A still life   .  .  .  tying stuff

 

The item that prompted this post was a tiny piece of wire sitting in a white cardboard box identified by Mustad-Viking Hooks in red ink and the number 94840 stamped in a different font.

A Sparkle Pupa pattern in Gary LaFontaine’s book “Caddisflies” calls specifically for this style of hook. However, you can’t find this component in most fly shops.

You see, Mustad isn’t the market leader they were when their signature cardboard box lined shelves in every shop.

In the years since I purchased these boxes, not only has the package changed, but the part number number has disappeared.

It didn’t matter to me nor would it to any tyer pulling a pattern from this book as fly tyers are notorious for making substitutions. Just like your father always had a bolt that would work.

LaFontaine’s Sparkle Pupa on a size 12 Mustad 94840

Fly patterns are intended to imitate a fish’s food sources which hasn’t changed.

Material storage in Earl’s tying box

However, the materials and methods are in constant motion, bringing new twists to ancient patterns. Tying a caddis pupa imitation to fish ahead of a hatch draws on hundreds of different patterns from years of knowledge.

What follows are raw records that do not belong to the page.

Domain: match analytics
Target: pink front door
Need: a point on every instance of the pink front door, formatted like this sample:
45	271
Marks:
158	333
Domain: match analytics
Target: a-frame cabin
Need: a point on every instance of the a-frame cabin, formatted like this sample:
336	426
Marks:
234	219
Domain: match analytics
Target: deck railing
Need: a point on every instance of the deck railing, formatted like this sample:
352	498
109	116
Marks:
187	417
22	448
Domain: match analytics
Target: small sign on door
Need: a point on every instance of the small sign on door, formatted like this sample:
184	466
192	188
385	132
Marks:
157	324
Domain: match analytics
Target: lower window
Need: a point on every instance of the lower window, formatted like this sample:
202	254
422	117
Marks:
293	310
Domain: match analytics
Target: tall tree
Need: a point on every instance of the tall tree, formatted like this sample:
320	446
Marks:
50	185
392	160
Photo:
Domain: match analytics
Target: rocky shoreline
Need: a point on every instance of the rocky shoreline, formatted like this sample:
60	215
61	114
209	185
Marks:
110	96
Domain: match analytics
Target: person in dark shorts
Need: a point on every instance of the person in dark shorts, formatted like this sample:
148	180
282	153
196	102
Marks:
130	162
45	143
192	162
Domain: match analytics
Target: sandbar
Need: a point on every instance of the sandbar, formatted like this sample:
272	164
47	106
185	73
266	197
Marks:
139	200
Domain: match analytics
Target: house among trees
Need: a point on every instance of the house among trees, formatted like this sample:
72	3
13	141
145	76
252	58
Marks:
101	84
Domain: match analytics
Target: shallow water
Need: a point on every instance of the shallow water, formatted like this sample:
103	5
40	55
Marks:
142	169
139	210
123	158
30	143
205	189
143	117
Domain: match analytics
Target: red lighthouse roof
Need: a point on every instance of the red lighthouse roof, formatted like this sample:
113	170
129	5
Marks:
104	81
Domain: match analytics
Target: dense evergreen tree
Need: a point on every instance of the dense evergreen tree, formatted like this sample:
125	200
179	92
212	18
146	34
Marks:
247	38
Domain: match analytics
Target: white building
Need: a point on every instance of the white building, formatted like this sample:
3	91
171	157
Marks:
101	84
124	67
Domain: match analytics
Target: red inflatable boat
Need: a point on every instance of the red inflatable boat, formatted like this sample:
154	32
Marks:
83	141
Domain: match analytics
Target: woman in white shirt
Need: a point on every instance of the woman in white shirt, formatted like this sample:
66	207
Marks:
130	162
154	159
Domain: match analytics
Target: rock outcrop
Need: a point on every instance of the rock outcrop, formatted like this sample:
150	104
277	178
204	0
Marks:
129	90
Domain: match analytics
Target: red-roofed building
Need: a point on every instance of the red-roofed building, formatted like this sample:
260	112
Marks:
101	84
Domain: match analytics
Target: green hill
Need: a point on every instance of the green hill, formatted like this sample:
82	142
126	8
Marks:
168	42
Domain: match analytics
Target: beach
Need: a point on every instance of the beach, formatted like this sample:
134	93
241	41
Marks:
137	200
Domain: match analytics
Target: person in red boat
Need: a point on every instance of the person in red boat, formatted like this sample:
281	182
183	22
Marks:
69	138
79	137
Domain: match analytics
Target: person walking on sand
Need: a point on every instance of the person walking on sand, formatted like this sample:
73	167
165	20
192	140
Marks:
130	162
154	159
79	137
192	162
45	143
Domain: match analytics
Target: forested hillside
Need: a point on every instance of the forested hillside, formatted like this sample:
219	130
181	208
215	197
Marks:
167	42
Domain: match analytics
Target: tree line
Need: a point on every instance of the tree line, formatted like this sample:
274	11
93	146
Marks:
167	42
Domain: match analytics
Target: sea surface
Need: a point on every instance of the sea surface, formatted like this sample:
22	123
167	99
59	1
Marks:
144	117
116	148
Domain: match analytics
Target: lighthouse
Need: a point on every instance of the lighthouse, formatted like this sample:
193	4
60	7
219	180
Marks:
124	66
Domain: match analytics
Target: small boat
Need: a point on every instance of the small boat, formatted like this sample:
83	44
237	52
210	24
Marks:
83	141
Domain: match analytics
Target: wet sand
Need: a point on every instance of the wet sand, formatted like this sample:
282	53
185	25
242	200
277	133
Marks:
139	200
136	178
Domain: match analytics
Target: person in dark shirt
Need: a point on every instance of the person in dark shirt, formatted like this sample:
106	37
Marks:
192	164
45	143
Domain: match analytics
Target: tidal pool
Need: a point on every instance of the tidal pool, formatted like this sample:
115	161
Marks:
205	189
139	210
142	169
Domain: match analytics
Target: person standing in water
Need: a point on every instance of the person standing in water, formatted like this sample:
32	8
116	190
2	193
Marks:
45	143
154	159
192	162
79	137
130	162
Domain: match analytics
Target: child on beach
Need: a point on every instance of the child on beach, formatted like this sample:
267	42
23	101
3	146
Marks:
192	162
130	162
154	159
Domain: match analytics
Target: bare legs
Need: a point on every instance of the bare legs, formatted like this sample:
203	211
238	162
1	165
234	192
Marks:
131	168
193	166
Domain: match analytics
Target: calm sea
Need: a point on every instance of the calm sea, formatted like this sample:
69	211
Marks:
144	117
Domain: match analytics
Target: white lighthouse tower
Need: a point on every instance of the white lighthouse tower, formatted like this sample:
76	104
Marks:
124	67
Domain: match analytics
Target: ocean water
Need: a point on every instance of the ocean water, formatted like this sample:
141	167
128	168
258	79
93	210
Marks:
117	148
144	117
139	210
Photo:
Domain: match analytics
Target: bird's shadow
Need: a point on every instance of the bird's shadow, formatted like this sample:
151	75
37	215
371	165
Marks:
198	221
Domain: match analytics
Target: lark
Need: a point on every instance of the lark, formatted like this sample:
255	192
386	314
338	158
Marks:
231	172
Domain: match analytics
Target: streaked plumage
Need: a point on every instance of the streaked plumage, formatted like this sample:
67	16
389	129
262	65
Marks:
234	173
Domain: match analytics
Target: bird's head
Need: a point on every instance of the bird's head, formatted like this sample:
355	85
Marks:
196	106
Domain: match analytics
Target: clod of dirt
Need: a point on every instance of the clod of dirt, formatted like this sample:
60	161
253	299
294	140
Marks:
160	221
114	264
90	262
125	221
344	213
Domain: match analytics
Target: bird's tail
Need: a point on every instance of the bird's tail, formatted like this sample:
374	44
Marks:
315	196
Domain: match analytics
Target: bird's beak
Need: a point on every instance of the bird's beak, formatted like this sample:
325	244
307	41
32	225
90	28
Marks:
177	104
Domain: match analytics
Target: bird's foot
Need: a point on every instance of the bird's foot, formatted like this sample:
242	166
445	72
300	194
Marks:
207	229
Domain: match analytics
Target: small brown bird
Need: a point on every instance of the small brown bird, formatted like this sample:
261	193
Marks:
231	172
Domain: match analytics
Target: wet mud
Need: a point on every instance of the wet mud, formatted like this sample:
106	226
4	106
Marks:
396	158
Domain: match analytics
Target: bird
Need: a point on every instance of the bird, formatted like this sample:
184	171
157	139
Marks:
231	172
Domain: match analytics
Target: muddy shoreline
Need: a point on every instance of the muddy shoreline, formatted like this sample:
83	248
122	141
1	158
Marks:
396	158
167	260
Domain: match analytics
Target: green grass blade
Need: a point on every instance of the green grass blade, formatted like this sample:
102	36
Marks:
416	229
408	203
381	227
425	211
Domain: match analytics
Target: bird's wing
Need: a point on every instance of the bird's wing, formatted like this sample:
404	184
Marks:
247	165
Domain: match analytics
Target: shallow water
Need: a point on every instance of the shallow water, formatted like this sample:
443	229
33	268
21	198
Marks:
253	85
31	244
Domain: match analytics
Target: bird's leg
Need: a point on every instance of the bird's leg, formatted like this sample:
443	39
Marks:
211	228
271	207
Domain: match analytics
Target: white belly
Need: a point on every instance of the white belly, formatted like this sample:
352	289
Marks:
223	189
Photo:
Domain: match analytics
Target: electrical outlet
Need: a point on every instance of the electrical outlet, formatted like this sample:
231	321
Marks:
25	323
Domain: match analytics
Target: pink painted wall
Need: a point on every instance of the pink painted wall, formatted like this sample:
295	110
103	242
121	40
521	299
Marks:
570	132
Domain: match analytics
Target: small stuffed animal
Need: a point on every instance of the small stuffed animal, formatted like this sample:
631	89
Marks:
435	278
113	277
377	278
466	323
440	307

My methods have evolved, yet still get pulled back to times when these old Mustad hooks were state of the art.

Hen capes for hackle feathers

As winter sets in, I scribble out a list aimed to replenish boxes depleted over a summer of fishing.

This year a variety of streamers will be tacked on because Small Mouth Bass got added to the hunted species list.

 

I’ll spend the next month or so building imitations of aquatic invertebrates to match the variety of hatches we’ll encounter. Some will end up catching fish, others will catch a rock or branch and become part of next year’s winter list.

Every year the process gets reset like the cycles I’m attempting to replicate.